The Hublot Big Bang Integral seems to us to be a fitting celebration of 15 years of the Big Bang. The integrated bracelet is so well done, it looks like it has been there from day 1. The DNA of the Big Bang, with all the baggage it carries as well as the remarkable triumph it has achieved is ever present in the new Integral.

The Hublot Big Bang Integral in King Gold.
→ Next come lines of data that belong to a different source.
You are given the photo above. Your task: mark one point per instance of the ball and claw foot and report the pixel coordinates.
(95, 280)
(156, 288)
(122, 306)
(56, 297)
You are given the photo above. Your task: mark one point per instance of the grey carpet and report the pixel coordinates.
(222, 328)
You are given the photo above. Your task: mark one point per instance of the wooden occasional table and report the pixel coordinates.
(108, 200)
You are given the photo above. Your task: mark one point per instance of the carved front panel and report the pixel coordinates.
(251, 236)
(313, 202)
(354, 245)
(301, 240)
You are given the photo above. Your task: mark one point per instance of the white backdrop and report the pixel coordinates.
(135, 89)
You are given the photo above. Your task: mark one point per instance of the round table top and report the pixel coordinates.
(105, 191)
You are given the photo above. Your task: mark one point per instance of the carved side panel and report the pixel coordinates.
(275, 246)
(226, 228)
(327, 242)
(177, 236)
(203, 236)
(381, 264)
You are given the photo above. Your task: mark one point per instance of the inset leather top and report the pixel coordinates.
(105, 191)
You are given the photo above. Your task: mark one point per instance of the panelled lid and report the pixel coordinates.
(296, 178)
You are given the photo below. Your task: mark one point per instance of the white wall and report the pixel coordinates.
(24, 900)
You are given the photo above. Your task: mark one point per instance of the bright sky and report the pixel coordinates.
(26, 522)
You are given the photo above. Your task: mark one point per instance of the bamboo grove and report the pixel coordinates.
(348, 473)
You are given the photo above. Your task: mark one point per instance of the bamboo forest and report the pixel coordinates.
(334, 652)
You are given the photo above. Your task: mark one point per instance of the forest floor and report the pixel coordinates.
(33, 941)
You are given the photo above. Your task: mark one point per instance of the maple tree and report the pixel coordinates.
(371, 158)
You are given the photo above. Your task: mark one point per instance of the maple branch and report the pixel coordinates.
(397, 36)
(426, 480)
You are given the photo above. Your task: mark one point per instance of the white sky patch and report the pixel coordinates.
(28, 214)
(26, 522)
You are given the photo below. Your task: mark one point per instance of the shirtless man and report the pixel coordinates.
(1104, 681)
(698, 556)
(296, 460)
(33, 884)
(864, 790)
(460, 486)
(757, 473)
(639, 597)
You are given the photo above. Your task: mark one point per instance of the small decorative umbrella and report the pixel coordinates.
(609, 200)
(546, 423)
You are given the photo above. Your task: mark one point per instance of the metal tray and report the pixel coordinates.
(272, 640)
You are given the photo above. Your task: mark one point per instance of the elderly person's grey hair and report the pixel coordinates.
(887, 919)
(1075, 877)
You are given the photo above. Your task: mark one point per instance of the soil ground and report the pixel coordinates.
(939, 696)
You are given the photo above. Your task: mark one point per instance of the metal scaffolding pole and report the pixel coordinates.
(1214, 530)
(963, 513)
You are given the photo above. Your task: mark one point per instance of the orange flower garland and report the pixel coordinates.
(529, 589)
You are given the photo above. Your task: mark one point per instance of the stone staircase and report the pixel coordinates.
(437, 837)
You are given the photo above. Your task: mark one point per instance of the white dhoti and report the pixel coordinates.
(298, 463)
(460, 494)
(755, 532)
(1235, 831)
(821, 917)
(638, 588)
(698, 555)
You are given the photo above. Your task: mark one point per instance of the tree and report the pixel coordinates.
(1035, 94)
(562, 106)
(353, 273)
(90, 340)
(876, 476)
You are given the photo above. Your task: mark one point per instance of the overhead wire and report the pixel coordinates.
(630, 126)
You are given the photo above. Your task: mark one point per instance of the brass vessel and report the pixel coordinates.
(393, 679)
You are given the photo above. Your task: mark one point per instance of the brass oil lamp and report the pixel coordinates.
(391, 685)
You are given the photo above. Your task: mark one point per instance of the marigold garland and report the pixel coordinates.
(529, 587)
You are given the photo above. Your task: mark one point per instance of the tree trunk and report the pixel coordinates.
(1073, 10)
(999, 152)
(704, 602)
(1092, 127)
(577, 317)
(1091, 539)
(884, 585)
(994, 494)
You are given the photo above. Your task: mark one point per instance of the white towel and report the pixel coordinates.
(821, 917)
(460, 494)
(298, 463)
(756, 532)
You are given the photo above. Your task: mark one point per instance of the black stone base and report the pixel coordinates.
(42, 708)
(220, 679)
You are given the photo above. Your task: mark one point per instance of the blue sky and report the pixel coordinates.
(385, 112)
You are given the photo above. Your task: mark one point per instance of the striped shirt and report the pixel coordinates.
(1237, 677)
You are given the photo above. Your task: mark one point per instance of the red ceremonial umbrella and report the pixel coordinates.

It ticks all the boxes for a well designed chronograph with an integrated bracelet. Material options, check. Visual impact, check. Nice finish on the case and bracelet, as well as the open display dial is an arresting sight to behold. Commanding presence on the wrist, check. 42mm with the heft and dimensionality of the brushed surfaces juxtaposed with polished, chamfered ones are very nicely done. In-house, proven, column wheel movement, check. The Big Bang Integral checks all the right boxes. Is it right for you? It may, but only you can decide. For us, it is a good option to consider, especially at that price range. And our choice would be the Titanium version, though we find the King Gold to be rather more attractive, the premium is perhaps a bit too steep.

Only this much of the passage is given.